I agree MyCats if a mum came on to say "my ex has moved 3 hours away/we have moved 3 hours away" and she didn't want him to have too regular contact there'd be bags of support - and rightly so. But then people should acknowledge that every month does not a deadbeat dad make

ittakes2 · 29/04/2019 14:22

Both my brothr''n'laws have step children - they consider them their children and treat then no differently to how they treat their own flesh and blood. You feel its unreasonable for him to ask you because you don't know them well - you don't consider them part of your family. I think it seems unreasonable you don't know them well - why you have not tried to include them in your family before puzzles me.
Personally, I think this is a good opportunity to get to know them better and include them in your family. It sounds like your partner is a step dad to your kids - but you are not a step mum to his kids.
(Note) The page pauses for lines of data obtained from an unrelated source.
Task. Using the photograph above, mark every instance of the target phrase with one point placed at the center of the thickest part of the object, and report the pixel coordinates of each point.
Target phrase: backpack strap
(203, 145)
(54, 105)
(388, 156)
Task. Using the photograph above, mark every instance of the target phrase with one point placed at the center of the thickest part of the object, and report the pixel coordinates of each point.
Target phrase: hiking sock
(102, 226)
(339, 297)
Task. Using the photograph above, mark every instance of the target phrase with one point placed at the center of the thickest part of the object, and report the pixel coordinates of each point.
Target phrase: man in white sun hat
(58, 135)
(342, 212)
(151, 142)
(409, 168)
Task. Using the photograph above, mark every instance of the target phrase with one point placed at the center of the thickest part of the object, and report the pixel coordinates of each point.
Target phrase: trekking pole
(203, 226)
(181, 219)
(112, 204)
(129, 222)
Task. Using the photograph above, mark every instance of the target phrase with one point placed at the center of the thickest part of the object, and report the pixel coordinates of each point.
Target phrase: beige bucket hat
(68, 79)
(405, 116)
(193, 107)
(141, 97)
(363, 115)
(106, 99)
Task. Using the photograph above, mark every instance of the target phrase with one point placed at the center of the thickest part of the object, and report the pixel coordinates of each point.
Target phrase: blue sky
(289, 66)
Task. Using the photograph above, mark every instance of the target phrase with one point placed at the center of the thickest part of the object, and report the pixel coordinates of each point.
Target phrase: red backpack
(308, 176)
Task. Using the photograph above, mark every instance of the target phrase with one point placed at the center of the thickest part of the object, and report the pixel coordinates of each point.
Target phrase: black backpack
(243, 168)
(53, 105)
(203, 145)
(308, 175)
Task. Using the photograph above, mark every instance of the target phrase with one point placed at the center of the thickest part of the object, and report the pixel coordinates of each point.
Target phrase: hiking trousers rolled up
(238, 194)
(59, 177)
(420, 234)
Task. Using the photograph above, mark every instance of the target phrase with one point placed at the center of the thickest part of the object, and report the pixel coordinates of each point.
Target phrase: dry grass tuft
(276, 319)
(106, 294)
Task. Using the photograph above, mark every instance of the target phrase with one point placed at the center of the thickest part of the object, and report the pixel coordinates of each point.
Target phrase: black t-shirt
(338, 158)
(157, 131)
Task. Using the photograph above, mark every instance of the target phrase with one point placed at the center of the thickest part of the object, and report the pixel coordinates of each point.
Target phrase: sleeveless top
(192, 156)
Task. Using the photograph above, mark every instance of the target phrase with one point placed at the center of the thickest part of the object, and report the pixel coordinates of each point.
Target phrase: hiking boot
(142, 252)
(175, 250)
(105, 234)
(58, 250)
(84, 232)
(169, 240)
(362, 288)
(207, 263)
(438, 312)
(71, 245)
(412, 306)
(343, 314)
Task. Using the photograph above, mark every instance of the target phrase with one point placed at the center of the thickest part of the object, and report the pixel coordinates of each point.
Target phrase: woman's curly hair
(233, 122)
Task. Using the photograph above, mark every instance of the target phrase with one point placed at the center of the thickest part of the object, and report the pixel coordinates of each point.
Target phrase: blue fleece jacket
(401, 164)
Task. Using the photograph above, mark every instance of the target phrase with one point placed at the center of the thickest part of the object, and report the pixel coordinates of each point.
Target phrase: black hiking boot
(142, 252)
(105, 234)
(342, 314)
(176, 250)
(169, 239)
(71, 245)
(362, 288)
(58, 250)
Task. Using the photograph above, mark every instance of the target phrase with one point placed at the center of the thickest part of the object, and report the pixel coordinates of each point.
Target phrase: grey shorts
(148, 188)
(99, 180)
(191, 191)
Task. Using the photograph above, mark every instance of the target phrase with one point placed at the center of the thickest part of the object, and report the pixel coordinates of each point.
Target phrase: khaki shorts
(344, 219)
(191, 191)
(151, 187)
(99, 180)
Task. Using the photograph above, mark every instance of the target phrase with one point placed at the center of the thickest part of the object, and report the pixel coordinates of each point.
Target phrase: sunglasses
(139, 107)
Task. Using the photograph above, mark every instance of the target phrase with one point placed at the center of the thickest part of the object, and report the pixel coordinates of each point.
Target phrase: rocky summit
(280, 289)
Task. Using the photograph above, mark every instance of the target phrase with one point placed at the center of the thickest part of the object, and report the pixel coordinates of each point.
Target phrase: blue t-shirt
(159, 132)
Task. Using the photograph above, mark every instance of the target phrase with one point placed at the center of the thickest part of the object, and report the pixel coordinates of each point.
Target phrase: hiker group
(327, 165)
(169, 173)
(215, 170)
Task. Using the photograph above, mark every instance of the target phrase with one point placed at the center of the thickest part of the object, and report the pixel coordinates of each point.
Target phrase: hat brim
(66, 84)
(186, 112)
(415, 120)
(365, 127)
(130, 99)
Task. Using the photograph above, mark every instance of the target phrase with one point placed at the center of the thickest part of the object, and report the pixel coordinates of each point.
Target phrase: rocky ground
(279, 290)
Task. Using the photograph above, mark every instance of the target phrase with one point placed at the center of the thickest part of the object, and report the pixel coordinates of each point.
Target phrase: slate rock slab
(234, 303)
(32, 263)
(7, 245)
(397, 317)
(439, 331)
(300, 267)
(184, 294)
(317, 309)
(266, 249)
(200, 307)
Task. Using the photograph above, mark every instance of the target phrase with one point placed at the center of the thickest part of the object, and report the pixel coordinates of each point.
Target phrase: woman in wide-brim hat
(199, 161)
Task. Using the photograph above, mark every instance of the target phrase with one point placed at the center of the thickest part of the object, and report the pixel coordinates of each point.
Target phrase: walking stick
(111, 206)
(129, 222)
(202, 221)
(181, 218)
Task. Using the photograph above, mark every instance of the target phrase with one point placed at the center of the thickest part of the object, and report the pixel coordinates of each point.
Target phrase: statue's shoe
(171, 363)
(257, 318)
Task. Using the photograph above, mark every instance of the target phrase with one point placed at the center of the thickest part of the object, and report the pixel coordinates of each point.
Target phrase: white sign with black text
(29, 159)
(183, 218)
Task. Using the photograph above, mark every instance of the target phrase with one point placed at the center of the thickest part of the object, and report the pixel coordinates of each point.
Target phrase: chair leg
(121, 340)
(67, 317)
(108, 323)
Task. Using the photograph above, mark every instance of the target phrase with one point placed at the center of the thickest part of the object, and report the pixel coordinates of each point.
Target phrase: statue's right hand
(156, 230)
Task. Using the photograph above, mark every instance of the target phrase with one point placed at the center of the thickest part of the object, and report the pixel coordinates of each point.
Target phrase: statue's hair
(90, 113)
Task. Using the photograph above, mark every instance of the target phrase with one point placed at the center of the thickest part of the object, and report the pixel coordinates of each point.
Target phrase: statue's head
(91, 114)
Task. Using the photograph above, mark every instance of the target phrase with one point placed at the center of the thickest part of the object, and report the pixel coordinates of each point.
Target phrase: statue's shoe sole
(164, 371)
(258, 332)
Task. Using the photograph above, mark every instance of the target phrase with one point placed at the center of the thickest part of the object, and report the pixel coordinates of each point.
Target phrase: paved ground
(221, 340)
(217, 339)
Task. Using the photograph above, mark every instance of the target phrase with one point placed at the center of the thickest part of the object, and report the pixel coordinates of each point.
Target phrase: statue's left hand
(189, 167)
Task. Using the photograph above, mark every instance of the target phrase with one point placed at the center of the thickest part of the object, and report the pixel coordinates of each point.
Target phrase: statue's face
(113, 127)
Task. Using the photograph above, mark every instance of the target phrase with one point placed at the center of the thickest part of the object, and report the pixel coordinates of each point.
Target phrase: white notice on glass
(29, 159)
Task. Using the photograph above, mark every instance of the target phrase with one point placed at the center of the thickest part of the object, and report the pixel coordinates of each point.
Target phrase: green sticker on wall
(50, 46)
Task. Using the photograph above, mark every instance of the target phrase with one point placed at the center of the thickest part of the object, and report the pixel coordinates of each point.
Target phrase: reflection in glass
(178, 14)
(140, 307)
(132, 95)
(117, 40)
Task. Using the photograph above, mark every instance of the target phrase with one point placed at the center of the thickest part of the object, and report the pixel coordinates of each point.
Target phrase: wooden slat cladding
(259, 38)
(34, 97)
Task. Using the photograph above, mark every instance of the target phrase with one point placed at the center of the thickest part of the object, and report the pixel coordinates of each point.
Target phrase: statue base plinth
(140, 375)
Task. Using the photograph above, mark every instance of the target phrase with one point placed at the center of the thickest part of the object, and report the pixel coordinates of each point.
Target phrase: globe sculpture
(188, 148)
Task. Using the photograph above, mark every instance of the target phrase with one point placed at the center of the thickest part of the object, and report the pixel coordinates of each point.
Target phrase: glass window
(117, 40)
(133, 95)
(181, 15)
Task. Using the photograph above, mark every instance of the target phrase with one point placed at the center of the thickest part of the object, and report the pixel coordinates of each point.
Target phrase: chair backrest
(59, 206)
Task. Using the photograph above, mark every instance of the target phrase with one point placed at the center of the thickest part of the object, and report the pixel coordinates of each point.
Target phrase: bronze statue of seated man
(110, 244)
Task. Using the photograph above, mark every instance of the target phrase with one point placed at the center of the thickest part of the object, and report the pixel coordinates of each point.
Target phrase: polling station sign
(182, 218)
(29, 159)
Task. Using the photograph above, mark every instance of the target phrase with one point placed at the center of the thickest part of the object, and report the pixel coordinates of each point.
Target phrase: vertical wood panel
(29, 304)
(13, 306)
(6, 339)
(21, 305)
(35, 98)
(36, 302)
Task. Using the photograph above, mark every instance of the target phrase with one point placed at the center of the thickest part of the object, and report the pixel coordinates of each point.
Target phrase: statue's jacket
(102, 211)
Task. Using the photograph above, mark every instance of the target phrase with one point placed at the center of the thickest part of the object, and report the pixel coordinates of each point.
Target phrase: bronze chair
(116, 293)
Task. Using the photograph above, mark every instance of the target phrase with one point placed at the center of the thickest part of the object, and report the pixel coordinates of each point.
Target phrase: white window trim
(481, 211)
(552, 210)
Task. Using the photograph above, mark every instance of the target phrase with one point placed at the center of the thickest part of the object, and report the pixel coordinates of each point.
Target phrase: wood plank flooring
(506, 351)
JessieMcJessie · 29/04/2019 14:24

Do people really think that his kids would enjoy this holiday with Dad’s GF and her 3 kids who they barely know? I’s Be more worried about his lack of judgment on that front than anything to do with money.

AliceRR · 29/04/2019 14:24

I realised after I posted you are taking your children in holiday but they are not his children too so I can see why he’d want his children there but you are not under any obligation to pay

JamdaniSari · 29/04/2019 14:25

I can't help but feel so sorry for his children who he hardly sees or has ''bothered'' to take on holiday.

I can understand you not wanting to pay, but you should atleast encourage him to spend time with them.

Whether you like it or not they're his children the same way your children are....

Holidayshopping · 29/04/2019 14:36

I don’t think OP is objecting to them coming, she just can’t afford to pay for them as well!

If the dad has never bothered to take them on holiday himself, I fail to see why he now feels entitled to use the OP as his own personal holiday Cash point.

AliceRR · 29/04/2019 14:37

If the dad has never bothered to take them on holiday himself, I fail to see why he now feels entitled to use the OP as his own personal holiday Cash point.

I agree. Exactly.

And also everyone saying OP should try harder to have a relationship with her partner’s DC, it is not her responsibility but he has said she encourages him to see them

Jaxhog · 29/04/2019 14:38

I think it seems unreasonable you don't know them well - why you have not tried to include them in your family before puzzles me.

What is she supposed to do? Kidnap his kids and take them to Legoland? Come on! They are HIS KIDS!! HIS responsibility! IU can see the thread now 'GF steals partners kids to get to know them better'. And I can imagine the MN outcry!

hsegfiugseskufh · 29/04/2019 14:41

why you have not tried to include them in your family before puzzles me

how many times do I have to say that ITS NOT OPS PLACE TO DO THAT.

hsegfiugseskufh · 29/04/2019 14:42

but you should atleast encourage him to spend time with them

she has.

Whether you like it or not they're his children the same way your children are....

no, I don't think OPs children are his children?

Ellisandra · 29/04/2019 14:44

Doesn’t sound the OP would mind the being there at all - she says they’re lovely kids!

Of course it could be a good way of blending their families.

But why should the OP just be expected to pay for it?!!!!

And I speak as someone who DOES pay for 2 stepchildren (actually adult stepsons so I could say they were too old to come on parent paid holiday!) to come on holiday. The lion’s share, as I’m the higher earner.

My obligation: to be willing to change the type of holiday to be able to afford not to exclude them

My husband’s obligation: to never just suggest that I pay!!!!! And always make a fair contribution.

This chancer has tried to guilt the OP, and then told her to pay.

I really wish OP would come back and be honest about him, because I’d bet a real tenner that this isn’t the only example of him taking the piss financially.